Personal information
- Date of birth: 1 April 1994 (age 31)
- Place of birth: Atri, Italy
- Position(s): Midfielder

Team information
- Current team: San Nicolò

Senior career*
- Years: Team / Apps / (Gls)
- 2011–2012: Giulianova / 5 / (1)
- 2012–2013: Chievo / 0 / (0)
- 2013: Brescia / 0 / (0)
- 2013–: San Nicolò / 0 / (0)

= Davide Recchiuti =

Italian footballer (born 1994)

Davide Recchiuti (born 1 April 1994) is a former Italian professional footballer who plays for San Nicolò.

==Biography==
Born in Atri, Abruzzo, Recchiuti started his career at Abruzzo club Giulianova. He played for the youth team in Campionato Nazionale Allievi from 2009 to 2011. Recchiuti was the member of the reserve in 2011–12 season, but also played a few games for the first team.
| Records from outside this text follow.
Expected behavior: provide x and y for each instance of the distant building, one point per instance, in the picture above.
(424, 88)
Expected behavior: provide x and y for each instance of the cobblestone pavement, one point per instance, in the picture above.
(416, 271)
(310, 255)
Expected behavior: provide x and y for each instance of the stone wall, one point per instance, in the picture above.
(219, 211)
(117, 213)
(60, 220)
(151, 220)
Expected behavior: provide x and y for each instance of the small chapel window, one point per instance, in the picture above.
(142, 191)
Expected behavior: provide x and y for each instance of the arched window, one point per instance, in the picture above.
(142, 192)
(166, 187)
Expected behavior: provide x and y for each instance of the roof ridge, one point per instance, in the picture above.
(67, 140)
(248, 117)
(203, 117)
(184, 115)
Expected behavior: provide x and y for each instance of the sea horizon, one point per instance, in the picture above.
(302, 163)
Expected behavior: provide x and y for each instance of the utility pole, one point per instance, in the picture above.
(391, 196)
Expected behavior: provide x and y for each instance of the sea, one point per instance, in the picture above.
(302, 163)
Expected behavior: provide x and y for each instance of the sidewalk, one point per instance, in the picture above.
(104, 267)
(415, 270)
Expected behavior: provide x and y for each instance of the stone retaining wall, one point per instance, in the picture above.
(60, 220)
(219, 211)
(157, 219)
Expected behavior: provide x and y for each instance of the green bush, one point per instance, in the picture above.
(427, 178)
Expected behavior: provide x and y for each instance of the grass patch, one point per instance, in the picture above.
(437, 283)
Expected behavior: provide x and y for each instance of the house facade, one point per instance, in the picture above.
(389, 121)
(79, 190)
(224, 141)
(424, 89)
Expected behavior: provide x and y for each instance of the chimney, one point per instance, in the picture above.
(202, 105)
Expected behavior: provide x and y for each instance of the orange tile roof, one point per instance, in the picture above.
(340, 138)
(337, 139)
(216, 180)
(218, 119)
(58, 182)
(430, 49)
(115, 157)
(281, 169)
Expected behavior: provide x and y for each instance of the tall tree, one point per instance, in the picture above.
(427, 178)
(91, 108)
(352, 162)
After the team went bankrupt, he was signed by Chievo. On 31 January 2013 he was signed by Brescia for €500,000 on a 1 1/2-year contract. Brescia did not pay Chievo in cash but instead sold youngster Federico Bontempi (born 1996) in July 2013 to Chievo. Recchiuti made his debut on 8 February 2013 against Milan reserve.

Recchiuti only played 2 games and 7 games respectively for the reserve of Chievo and Brescia.

In August 2013 he was signed by San Nicolò of Eccellenza Abruzzo (Italian 6th highest level).